Vince Coleman did not have to hit the ball over the wall to change a game. He changed games by getting on base, reading pitchers, forcing rushed throws and turning ordinary innings into fire drills. Scott has some of those same ingredients, and Coleman’s influence on him still makes sense. But the comparison only goes so far. Coleman’s chaos began after he reached base. Scott has not reached enough to make the Cardinals live with the offensive shortfall.
The concern is not just the OPS. It is the lack of impact.

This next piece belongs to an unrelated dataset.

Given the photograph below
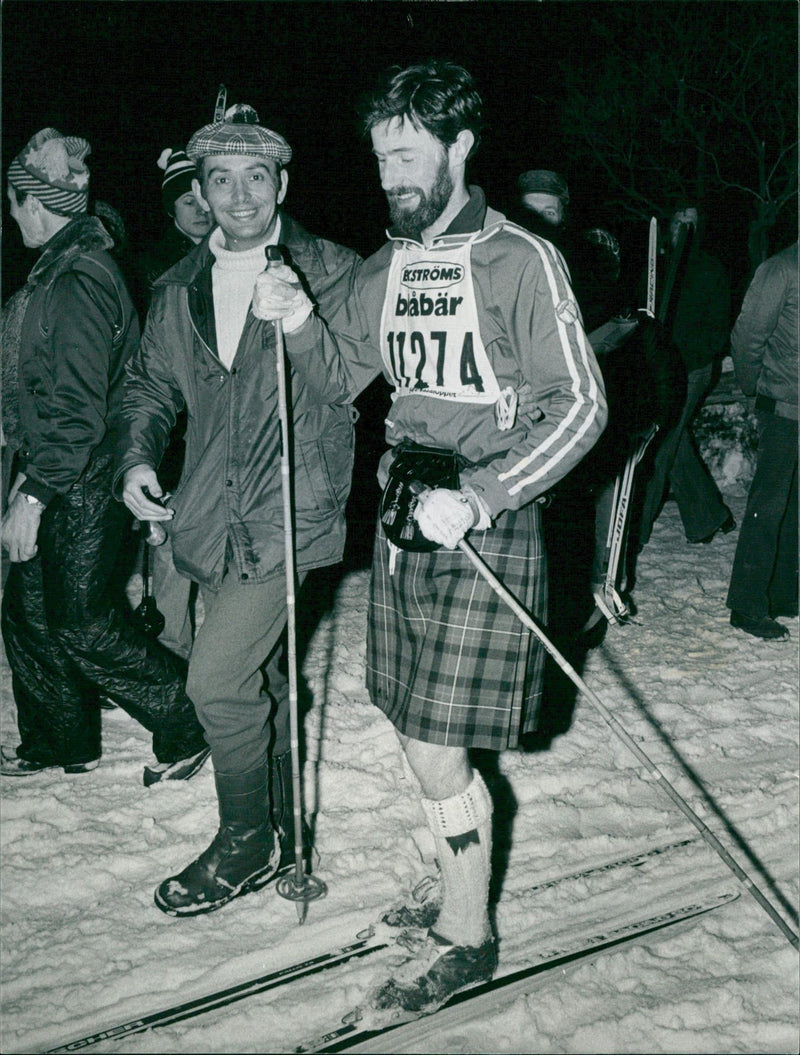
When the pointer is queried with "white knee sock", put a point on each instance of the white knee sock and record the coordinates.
(462, 829)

Through the early part of the season, Scott has produced only two extra-base hits — one home run and one double — and the at-bats have too often left him without a way to use the best part of his game. He does not need to become a power hitter. That is not who he is. But he does need to find more barrels, more bunts that force the issue, more walks, more line drives and more uncomfortable moments for opposing infields.
His path is not power.
His path is pressure.
The Cardinals appear to be testing whether Church can handle more time in center field while Saggese works his way back into the lineup picture. That matters because Scott’s margin for error is shrinking. Church gives the club another athletic outfield option. Saggese gives the lineup another bat. And Lars Nootbaar is eligible to return from the 60-day injured list on May 24, with the organization reportedly hoping he can resume an everyday role when he is activated.
That creates a roster squeeze.
Scott may still be the best pure defensive center fielder in the organization at the major league level, but the Cardinals are trying to win games now. They cannot build a lineup around hope forever. If the bat does not begin showing signs of life, the club may have to consider a reduced role — or even a trip to Memphis for a reset.

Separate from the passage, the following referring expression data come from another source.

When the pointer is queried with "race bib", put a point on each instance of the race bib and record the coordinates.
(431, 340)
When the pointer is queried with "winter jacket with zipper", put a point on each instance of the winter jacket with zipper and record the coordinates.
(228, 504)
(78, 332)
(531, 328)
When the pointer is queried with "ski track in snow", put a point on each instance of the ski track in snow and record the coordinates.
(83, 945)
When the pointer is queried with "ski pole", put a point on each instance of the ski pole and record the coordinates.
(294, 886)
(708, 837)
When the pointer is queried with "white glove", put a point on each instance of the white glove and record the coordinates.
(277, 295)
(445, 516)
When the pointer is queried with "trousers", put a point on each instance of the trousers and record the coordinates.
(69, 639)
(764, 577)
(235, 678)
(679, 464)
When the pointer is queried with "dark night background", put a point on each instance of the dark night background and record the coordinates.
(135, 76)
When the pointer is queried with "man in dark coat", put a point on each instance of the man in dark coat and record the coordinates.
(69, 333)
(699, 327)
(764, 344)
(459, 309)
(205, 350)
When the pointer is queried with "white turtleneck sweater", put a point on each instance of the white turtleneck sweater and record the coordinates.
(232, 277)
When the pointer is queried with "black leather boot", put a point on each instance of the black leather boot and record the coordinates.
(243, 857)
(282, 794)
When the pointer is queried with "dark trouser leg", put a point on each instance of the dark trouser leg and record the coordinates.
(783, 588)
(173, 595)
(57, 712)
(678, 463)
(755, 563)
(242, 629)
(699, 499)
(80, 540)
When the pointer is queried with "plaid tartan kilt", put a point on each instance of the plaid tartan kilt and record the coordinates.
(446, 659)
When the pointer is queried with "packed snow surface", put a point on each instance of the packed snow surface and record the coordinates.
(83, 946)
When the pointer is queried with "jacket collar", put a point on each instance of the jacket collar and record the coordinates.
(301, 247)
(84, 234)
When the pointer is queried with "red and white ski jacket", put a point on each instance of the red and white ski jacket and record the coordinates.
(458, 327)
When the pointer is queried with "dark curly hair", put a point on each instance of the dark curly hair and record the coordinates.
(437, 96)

That would not be the end of the story.
Sometimes a young player needs to step away from the nightly pressure, breathe, get regular at-bats and remember what kind of player he is supposed to be. That is not punishment. That is development. A mental reset at Triple-A can be a detour, not a dead end.

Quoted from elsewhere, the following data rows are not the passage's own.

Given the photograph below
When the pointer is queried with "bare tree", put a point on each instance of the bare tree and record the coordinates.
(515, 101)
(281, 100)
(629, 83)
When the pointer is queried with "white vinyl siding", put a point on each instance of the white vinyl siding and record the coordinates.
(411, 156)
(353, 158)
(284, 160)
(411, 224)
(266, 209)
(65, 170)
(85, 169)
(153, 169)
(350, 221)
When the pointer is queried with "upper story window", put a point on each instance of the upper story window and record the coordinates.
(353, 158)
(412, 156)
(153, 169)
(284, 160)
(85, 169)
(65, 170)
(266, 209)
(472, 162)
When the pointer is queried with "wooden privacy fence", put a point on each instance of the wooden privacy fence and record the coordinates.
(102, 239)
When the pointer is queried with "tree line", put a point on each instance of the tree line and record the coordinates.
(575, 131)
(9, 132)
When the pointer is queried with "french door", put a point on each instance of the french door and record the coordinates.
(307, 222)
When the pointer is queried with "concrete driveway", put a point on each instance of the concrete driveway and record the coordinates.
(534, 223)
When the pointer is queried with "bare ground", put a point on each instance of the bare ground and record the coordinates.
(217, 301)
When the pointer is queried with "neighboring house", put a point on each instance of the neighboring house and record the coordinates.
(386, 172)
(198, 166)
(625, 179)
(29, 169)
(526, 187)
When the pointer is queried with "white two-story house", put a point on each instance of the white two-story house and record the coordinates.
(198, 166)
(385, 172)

Scott is still worth believing in.
The athleticism is real. The defense is real. The speed is real. The ceiling is still there. But the Cardinals have reached the point where belief has to be matched by results.
For now, Scott remains in the spotlight for all the uncomfortable reasons. His glove keeps him valuable. His legs keep him interesting. His upside keeps him from being dismissed.
But his bat will decide whether he is an everyday player or a late-game weapon.
That is where the story sits for now, his role is no longer guaranteed.